ゾンビだらけの世界で生き残った二人の少女の、最後の晩餐
懐中電灯の灯りを頼りに、缶のプルタブを引いた。狭い室内に、醤油の香ばしい匂いが漂う。
「げへへ。こいつぁわたしの獲物だぜ」
「いいから早く食え」
こんな状況でもふざける梨々花を、私は軽く睨む。
返ってきたのは「へ~い」という生返事。
(梨々花は、こんなときでも変わらないな)
ゾンビにより、世界は滅んだ。分かりやすく現状を説明するなら、それで終わりだろう。
ゾンビに噛まれると、ゾンビに感染する。ゾンビになったら、徐々に理性を失う。分かっていることは、それぐらいだ。
どうしてゾンビが発生したのか、どういうメカニズムなのか、ゾンビは治療できるのか。そんな疑問に答えてくれる人はいない。インフラも壊滅して、政治も行政も機能せず、周波数をどう弄ってもラジオが流れてこない。誰も、何も教えてくれない。分からないまま、今を生きるしかなかった。
私と梨々花は、近所のおばさんのプレハブ倉庫にお邪魔していた。不法侵入ではあるが、こんな無秩序かつ無法の世界で、私たちを咎める人は誰もいない。
「いっただっきま~す!」
場違いに明るい声で、梨々花は秘蔵の焼き鳥缶を頬張った。ゾンビ発生後すぐに無人のコンビニで見つけたものの、おいしそうだから特別な日まで取っておくのだと梨々花がずっと所持していた。
「おいしい~!」
梨々花は満面の笑みを浮かべた。表情がころころ変わって、見ていて飽きない。
私も涎を垂らしてしまいそうだ。
疲れ切って、身体に力が入らない。ぐったりと壁にもたれかかりながら、呟く。
「飯食ってる梨々花の阿呆面も、これで見納めか」
「阿呆面って、ひどい! そんな子に育てた覚えはありません!」
「梨々花に育てられた覚えはないよ」
埃っぽい室内に、少し咳き込む。
もう、我慢の限界に近かった。
もうひと月も前になるだろうか。ゾンビパニックが始まってすぐ、梨々花は私を頼ってきた。
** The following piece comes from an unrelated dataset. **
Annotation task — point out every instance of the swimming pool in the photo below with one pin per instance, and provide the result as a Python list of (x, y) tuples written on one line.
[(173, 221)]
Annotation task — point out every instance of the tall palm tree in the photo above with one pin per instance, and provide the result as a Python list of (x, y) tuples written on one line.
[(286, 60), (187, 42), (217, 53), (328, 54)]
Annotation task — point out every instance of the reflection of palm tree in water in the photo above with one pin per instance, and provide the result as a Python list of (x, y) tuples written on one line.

『お姉ちゃんも、パパもママも、もう駄目みたい。どうしよう、まゆ』
涙でぐずぐずになった顔で、梨々花は私に抱き着いてきた。
『大丈夫だから、ほら、泣くな』
頭を撫でてやると、気持ちが少し落ち着いたらしい。しゃくり上げながら、梨々花は私を見上げた。
『ねえ、まゆ。まゆは、ずっと、一緒にいてね』
『まったく。しょうがないな』
一人で心細かったのは、私だった。
その明るさに救われていたのは、私だった。
でも、それを認めるのはなんだか癪だった。
「ごちそうさまでした!」
律儀に両手を合わせて、梨々花は口にした。そんな大声を出すと、ゾンビに気づかれてしまう。
(ああ、でも――)
もう、そんなこと、どうでもいいのだ。
「ほら、まゆも、ご飯にしなよ」
変わらず笑って、梨々花は私に食事を促す。
「……ごめん」
「それは言いっこなしでしょ。ずっと一緒って、約束したじゃん」
意識が朦朧とする。いや、ずっともうろうとしていた。
理性が、りせいを、たもてない。
「まゆ。わたしとずっと一緒にいてくれて、ありがとね」
それは、わたしの――。
世界が、あいまいに溶け、ていく。ゆめ。をみて、いる?ような、かんかく。かまれたきずが、いた、い、いた?いたい。
よだれが、たれる。
りりか。たいせつの、たいせつな、わたしの、いちばん、だから、だいすき、くるしいたすけて
うえているかわいているみたされたいほしいほしいほしいほしいほしいほしいほしいほしい――
「いぁあきあす」
そのしろいくびすじにがぶりとかみついた。